Еще при Центральной Раде велись переговоры с большевиками. В мае немцы заключили временное с ними перемирие и настоятельно требовали ведения с большевиками переговоров по установлению границ между Совдепией и Украиной, а затем по целому ряду вопросов первенствующего значения.
Не помню точно, какого числа, в начале июня приехала [в Киев] мирная делегация во главе с Раковским. Нашим правительством была сделана крупнейшая ошибка, когда оно назначило заседания этой мирной конференции в Киеве, так как это дало возможность большевикам начать свою агитацию. Переговоры ровно ни к чему привести не могли. Это было уже видно с первых же дней. Единственно хорошая сторона заключалась в том, что это дало возможность спасти массу народа от прелестей коммунистической жизни.
Заседания эти продолжались все лето. Представителем с нашей стороны, для ведения переговоров, я назначил Шелухина. Это безусловно выдающийся человек как в умственном, так и в нравственном отношении из числа украинских деятелей. Я его всегда очень ценил и уважал. Он довольно часто приходил ко мне, но наша беседа, обыкновенно, не ограничивалась вопросами мирных переговоров. Очень умеренных политических взглядов, он резко изменялся, когда дело шло о самостоятельности Украины. Тут он часто впадал в крайности. Если бы не это, он был бы чрезвычайно желательным в составе правительства. Я ему верил, и до последнего дня он остался в моих глазах честным, открытым человеком.

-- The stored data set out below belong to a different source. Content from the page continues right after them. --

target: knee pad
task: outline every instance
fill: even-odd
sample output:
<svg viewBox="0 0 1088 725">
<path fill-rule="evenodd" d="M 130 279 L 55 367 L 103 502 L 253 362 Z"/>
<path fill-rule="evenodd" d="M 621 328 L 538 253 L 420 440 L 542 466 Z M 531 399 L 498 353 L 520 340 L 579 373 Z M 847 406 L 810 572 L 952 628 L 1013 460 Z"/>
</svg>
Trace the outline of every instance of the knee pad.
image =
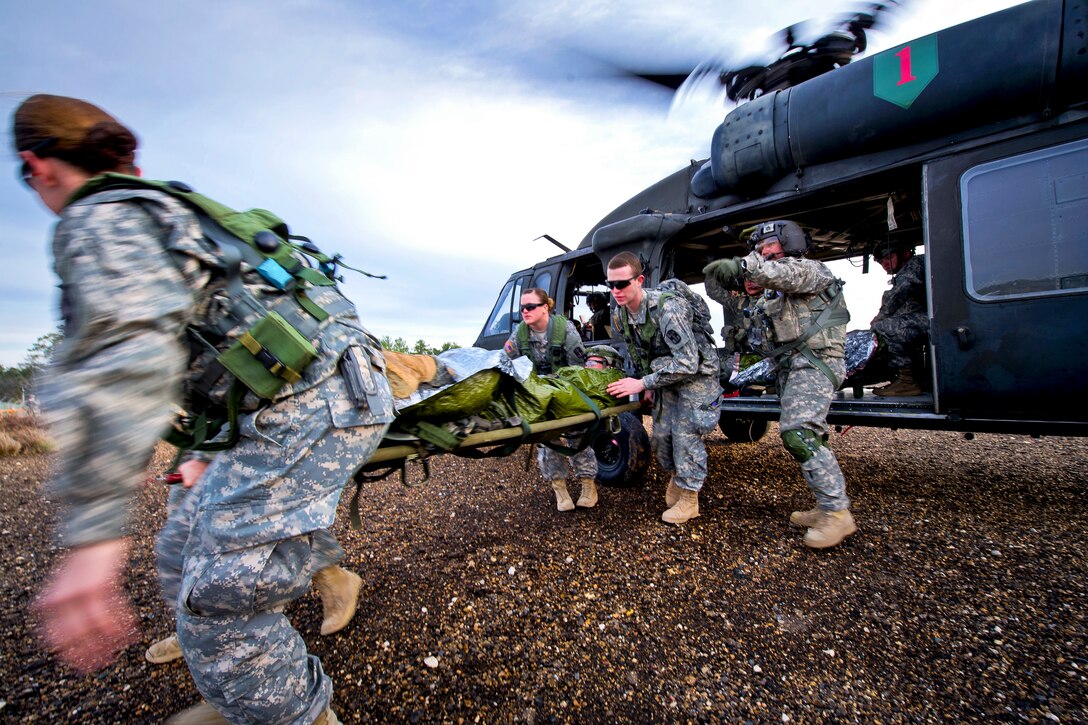
<svg viewBox="0 0 1088 725">
<path fill-rule="evenodd" d="M 782 445 L 799 463 L 816 455 L 824 441 L 810 430 L 788 430 L 782 434 Z"/>
</svg>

Жизнь протекала у меня в какой-то лихорадочной работе, приходилось работать положительно до изнеможения. При всем моем желании показаться публике, я имел возможность делать это очень редко. Это было, конечно, пробелом в моей деятельности, так как ничто так не популяризует, как личное появление. В мае месяце мне пришлось поехать на открытие украинского клуба. Был концерт, после концерта ужин. В это первое мое появление я был удивлен тем теплым приемом, который мне был оказан. Писательница Черняховская сказала очень милое приветствие. Я говорю, что я был удивлен этим приемом, так как там собирались наиболее щирые украинские деятели, которые вообще имели повод сомневаться в том, чтобы я был их ориентации.

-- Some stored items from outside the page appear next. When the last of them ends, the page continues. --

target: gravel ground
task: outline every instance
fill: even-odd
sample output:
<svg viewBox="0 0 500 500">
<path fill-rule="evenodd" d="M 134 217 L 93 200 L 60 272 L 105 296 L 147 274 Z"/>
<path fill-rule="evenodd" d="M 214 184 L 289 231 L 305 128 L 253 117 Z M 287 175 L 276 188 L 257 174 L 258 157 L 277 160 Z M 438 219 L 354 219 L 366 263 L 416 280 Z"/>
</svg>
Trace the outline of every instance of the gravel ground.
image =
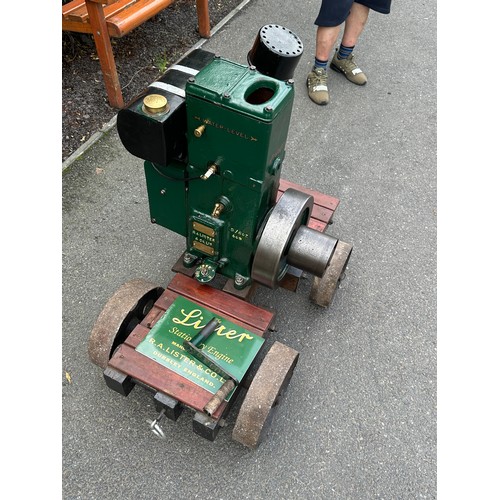
<svg viewBox="0 0 500 500">
<path fill-rule="evenodd" d="M 241 0 L 211 1 L 212 27 Z M 123 38 L 112 39 L 125 102 L 133 99 L 200 40 L 195 0 L 177 0 Z M 106 125 L 110 107 L 91 35 L 62 34 L 62 161 Z"/>
</svg>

Пришлось затем поехать на панихиду на место убийства митрополита Владимира. Я тут оказался почти одни среди простого народа, среди которого мне пришлось проталкиваться для того, чтобы дойти до духовенства. Здесь я чувствовал себя совсем хорошо, хотя полиция меня предупреждала этого не делать. После панихиды я поехал в лавру, где настоятель лавры отслужил над могилой митрополита краткую литию. Вообще среди простого народа никакого антагонизма по отношению к себе я не чувствовал, наоборот, в толпе я испытывал чувство какого-то нравственного успокоения, точно что-то говорило мне, что путь, выбранный мной, был правилен.
Единственным моим относительным отдыхом, и то разрешаемым мною себе довольно редко, были по праздникам поездки на пароходе по Днепру. Обыкновенно мы выезжали часа в 2–3 пополудни, ужинали на палубе и возвращались к 10 часам вечера. Эти поездки были для меня большим наслаждением. Не говоря о красотах Днепра, мне они были приятны тем, что я мог на пароход приглашать тех лишь, кого я хотел. Обыкновенно же
Начальником штаба у меня вначале был, как я уже писал, [генерал] Дашкевич-Горбатский, но он совершенно не мог справиться с этим делом. Я его назначил состоять при себе, а начальником штаба назначил генерала Стелецкого, которого я взял, сознаюсь, без особого выбора, просто попался под руку, что, конечно, была большая ошибка.